对张比较有利的看法是,他对杨虎城非常信任,因此列为第一代理人选,意为西北军的事情杨虎城管,西北军和东北军共同的事情,也要杨虎城管。而选择于学忠管理东北军,则是因为于学忠在整个事变中露面少,与中央矛盾少易于和解的原因。这样说张学良可算用心良苦。

但对他不利的说法也有,杨虎城的旧名已废,只有毛泽东为了为了隐蔽敌国之交给他写信用“虎臣”,东北军将领很多连他用过这个名字都没听说过,甚至有认为少帅写别字的。于学忠在东北军中是外来户当不了家,总之,少帅不在,谁也无法乘机坐大将他架空。

无论是那种情况,张学良留下的摊子的确不稳当,内部矛盾时起时伏,一直发展到二二事变,应德田等少壮派杀倾向议和的王以哲军长,自己也最终出逃,西北“三位一体”解体,东北军被彻底分化。

六十七军这时被重新改编,由吴克仁担任军长,从五个师减到两个师,元气大伤,改驻皖北,而随着吴克仁的死,这个东北军最有实力的军,也就此销声匿迹了。

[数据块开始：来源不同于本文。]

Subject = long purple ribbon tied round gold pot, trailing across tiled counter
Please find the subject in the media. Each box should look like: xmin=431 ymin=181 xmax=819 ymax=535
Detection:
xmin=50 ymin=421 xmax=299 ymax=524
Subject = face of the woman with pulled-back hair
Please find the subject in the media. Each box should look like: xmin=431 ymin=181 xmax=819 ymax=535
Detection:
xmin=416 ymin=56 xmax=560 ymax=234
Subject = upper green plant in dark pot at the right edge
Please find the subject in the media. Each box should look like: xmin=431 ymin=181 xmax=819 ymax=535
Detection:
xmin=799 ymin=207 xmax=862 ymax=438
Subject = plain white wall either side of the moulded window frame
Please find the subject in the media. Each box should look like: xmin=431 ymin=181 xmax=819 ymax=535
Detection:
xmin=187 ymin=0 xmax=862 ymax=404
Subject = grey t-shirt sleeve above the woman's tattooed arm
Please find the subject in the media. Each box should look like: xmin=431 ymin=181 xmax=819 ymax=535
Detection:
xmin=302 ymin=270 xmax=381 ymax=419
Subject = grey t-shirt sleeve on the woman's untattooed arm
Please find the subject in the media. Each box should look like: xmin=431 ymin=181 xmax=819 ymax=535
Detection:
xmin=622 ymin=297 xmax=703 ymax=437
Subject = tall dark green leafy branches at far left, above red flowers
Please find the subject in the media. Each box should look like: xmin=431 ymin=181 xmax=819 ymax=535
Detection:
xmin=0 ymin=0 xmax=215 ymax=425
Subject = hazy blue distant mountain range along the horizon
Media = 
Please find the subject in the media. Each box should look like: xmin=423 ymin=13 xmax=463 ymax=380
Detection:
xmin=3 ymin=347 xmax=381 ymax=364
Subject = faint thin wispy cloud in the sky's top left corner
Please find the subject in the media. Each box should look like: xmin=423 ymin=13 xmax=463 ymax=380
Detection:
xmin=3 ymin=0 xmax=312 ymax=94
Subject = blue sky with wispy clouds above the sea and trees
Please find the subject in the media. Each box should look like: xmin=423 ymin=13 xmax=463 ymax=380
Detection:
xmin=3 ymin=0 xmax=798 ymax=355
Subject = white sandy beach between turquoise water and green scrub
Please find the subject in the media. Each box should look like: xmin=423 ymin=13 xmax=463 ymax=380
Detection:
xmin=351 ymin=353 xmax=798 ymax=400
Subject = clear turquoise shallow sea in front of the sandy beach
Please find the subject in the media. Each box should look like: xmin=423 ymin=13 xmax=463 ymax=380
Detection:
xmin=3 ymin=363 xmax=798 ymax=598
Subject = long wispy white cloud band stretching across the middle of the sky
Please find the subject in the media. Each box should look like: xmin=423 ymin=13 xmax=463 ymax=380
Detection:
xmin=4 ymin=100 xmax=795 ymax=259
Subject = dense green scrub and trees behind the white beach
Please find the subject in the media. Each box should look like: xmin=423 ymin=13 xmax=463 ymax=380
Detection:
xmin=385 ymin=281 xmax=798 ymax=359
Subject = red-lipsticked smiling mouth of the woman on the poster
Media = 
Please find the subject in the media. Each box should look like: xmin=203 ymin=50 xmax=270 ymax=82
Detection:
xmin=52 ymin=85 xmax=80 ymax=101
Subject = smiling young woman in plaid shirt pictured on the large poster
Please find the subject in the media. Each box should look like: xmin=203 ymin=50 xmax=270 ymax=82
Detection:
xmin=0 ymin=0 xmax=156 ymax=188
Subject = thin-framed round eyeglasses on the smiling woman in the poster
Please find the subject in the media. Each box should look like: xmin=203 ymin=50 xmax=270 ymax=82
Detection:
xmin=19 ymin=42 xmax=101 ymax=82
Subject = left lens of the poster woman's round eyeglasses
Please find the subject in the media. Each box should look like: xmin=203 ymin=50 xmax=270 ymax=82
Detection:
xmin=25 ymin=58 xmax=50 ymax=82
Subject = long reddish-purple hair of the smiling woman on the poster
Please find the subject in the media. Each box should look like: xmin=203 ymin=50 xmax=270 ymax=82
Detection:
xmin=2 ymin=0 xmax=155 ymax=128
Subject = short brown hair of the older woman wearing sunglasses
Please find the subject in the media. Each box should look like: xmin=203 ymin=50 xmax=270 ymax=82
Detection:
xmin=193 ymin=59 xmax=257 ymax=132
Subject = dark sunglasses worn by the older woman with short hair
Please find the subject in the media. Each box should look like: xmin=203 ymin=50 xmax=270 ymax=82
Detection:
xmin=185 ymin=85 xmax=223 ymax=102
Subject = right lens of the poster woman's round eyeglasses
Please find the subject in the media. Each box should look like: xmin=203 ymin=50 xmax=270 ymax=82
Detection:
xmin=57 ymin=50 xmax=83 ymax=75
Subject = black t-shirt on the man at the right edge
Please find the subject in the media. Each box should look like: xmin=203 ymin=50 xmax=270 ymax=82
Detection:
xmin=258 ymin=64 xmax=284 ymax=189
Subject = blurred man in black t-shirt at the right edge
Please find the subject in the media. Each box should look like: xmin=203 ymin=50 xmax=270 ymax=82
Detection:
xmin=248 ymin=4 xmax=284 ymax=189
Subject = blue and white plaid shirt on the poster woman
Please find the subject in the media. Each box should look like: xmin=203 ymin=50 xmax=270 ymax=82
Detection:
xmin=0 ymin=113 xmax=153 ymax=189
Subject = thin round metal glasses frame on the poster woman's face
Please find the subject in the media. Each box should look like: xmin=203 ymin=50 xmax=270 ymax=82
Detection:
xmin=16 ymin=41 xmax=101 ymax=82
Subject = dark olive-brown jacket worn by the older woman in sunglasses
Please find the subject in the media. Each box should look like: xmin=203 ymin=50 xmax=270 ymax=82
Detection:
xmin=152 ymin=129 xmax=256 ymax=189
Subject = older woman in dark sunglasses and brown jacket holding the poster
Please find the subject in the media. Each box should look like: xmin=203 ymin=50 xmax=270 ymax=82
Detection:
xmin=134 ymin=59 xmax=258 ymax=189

六十七军被解体,但吴克仁若未死于淞沪,其命运也很难乐观。

这主要是他涉嫌参加了图救张学良的活动。

冯克昌,原东北军空军军官,西安事变时任中央航校副校长。张学良被审判后,软禁于雪窦寺,其人身自由受限,但总的生活条件还不错。这可能是宋子文兄妹一直觉得有愧于张学良,因此多次关照的原因,也因为张学良和戴笠的私交较好。张学良身边,一直有几个属于自己的带枪卫士,没事照相看书钓鱼听唱片(甚至还放过火),两个老婆轮流来陪,少帅不缺钱花,还有东北元老时时造访,单从生活角度,倒可称逍遥。

当然,软禁就是软禁,张学良肯定无时无刻不期望着能够脱却囚笼,在他给杨虎城的信中,曾经写道:“遥望西天,不胜依依”

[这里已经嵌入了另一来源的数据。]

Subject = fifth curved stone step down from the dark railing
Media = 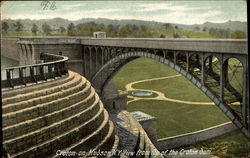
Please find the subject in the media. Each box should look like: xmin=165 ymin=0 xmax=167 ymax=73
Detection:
xmin=3 ymin=88 xmax=95 ymax=140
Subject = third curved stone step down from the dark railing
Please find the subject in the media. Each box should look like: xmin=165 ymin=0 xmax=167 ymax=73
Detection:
xmin=2 ymin=75 xmax=86 ymax=115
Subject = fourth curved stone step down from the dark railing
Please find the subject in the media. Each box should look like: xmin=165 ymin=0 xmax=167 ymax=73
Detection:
xmin=2 ymin=78 xmax=91 ymax=127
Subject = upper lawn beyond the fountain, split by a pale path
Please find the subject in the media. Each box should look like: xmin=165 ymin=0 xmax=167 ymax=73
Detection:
xmin=114 ymin=58 xmax=210 ymax=102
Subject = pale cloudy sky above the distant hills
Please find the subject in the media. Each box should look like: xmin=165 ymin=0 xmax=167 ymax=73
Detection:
xmin=1 ymin=0 xmax=247 ymax=24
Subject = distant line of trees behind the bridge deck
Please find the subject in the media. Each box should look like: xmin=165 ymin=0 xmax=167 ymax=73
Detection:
xmin=1 ymin=21 xmax=246 ymax=39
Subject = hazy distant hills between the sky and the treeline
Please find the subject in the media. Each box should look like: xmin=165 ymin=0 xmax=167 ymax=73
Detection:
xmin=2 ymin=18 xmax=247 ymax=32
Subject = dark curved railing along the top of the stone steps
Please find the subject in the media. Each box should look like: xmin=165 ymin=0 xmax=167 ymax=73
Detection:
xmin=1 ymin=53 xmax=68 ymax=88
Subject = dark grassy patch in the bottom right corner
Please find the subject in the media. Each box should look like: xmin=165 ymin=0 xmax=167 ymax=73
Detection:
xmin=195 ymin=130 xmax=250 ymax=158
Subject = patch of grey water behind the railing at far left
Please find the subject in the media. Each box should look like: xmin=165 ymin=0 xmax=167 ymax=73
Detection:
xmin=1 ymin=56 xmax=19 ymax=80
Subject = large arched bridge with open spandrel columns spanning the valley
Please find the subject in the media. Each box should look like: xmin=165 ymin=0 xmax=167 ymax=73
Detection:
xmin=3 ymin=38 xmax=250 ymax=138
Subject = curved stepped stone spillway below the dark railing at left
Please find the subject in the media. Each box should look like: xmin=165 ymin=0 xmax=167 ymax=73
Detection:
xmin=2 ymin=72 xmax=116 ymax=158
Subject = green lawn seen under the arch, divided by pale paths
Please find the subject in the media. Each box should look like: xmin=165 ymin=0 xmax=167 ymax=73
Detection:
xmin=114 ymin=58 xmax=228 ymax=138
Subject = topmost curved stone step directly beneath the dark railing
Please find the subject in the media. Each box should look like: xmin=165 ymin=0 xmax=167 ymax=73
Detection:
xmin=2 ymin=71 xmax=71 ymax=98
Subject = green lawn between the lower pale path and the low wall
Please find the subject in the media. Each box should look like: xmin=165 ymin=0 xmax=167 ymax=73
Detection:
xmin=127 ymin=100 xmax=228 ymax=138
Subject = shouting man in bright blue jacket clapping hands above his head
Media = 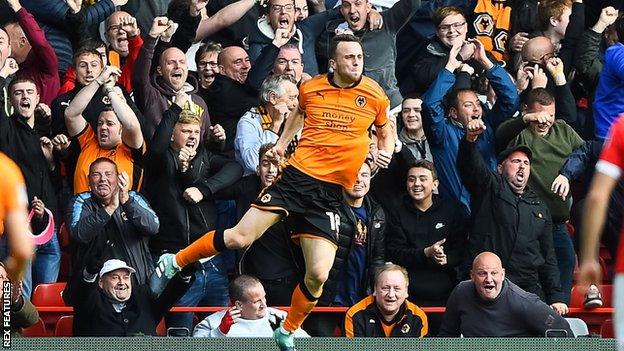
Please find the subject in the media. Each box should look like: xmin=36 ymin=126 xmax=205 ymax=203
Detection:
xmin=422 ymin=37 xmax=520 ymax=213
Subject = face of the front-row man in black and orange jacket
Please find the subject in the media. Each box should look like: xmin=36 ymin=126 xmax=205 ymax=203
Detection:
xmin=374 ymin=271 xmax=407 ymax=315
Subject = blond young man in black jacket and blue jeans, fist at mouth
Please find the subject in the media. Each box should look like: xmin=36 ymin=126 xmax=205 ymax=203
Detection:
xmin=144 ymin=93 xmax=242 ymax=331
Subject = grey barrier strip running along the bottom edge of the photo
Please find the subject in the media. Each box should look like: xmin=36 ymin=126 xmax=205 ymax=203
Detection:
xmin=11 ymin=337 xmax=615 ymax=351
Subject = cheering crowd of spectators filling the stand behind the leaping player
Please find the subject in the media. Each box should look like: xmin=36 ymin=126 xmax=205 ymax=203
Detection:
xmin=0 ymin=0 xmax=624 ymax=337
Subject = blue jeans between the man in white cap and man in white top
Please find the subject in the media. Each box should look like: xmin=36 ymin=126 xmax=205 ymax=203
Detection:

张学良掌权的时候对身边人极好,因此在外的亲信多有欲报效者,冯克昌就是其中之一。一九三七年三月他约集航校的东北军旧部学员二百余人,租借大轿车,以春游为名直闯雪窦寺。当时对张学良的监管还不如后期严格,就近执行软禁任务的只有刘乙光的“张学良先生招待所”,不过几十个人,见冯人多势众,要拜谒老长官,他无法抵挡只好放行。冯对张反复劝诫,要他随众人离开,到笕桥机场乘准备好的飞机去香港。因为种种原因张学良最终没有答允。冯也自觉此计并非万无一失,只好和他洒泪而别。

这件事引发轩然大波,戴笠一面加强对张学良的看管,一面拘捕冯克昌等审问。由于冯等坚称只是临时起意拜访老长官,戴也无可奈何,只得草草将冯的工作架空,不让他带兵尔尔。

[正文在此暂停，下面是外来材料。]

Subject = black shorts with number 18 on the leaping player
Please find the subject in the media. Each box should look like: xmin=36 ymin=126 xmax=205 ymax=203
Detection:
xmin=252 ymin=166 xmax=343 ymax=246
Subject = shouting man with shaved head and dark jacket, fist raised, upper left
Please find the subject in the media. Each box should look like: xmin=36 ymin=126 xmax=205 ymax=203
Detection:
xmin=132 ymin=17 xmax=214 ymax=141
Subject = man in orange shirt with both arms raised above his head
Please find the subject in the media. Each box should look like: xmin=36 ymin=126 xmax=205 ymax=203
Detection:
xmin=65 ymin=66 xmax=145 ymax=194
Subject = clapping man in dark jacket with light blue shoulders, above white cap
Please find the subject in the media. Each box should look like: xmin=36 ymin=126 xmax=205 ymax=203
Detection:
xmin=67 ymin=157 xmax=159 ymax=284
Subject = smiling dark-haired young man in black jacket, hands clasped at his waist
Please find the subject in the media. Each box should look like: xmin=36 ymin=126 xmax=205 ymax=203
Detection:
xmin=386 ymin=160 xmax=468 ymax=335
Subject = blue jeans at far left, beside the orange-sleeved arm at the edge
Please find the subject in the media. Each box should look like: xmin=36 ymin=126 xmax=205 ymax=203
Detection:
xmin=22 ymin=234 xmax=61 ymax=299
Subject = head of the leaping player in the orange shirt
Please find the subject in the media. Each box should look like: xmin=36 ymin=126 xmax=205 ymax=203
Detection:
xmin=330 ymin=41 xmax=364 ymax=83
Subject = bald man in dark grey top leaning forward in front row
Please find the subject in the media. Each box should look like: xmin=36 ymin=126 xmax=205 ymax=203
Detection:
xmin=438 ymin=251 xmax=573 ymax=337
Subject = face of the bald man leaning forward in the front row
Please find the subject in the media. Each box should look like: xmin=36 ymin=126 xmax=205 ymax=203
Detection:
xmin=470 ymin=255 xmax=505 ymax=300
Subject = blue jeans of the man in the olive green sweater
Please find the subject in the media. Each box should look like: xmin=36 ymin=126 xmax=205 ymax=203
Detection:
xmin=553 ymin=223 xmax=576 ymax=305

但是,这里面有一个问题,张学良囚禁在雪窦寺颇有人知道,但谁能断定他身边有多少监管人员呢?这冯克昌就如此有把握地上去救人?

最后,嫌疑就锁定在不久前到过雪窦寺的吴克仁身上。这是因为一个月前吴作为信任军长到南京见蒋,见过后坚持要见一见老长官张学良,蒋不好拒绝,只好让他和周福成(后来的五十三军军长,辽沈战役起义)到雪窦寺看张学良。也就是这次,张学良知道了王以哲死的前后,对重用应德田等表示后悔。这次会见,显然吴克仁注意到了张周围警戒松懈。而此后吴又见过冯克昌,自然有了嫌疑。

不过,特务也不好对一个中将军长硬来。不久,吴又有蛛丝马迹落入军统特务眼中。那就是他和张学良重新的东北军特务系统负责人陈昶新联系密切,陈随后到雪窦寺周围勘查地形,形迹可疑。陈晚年坦诚确实和吴克仁联络,试图救出张学良。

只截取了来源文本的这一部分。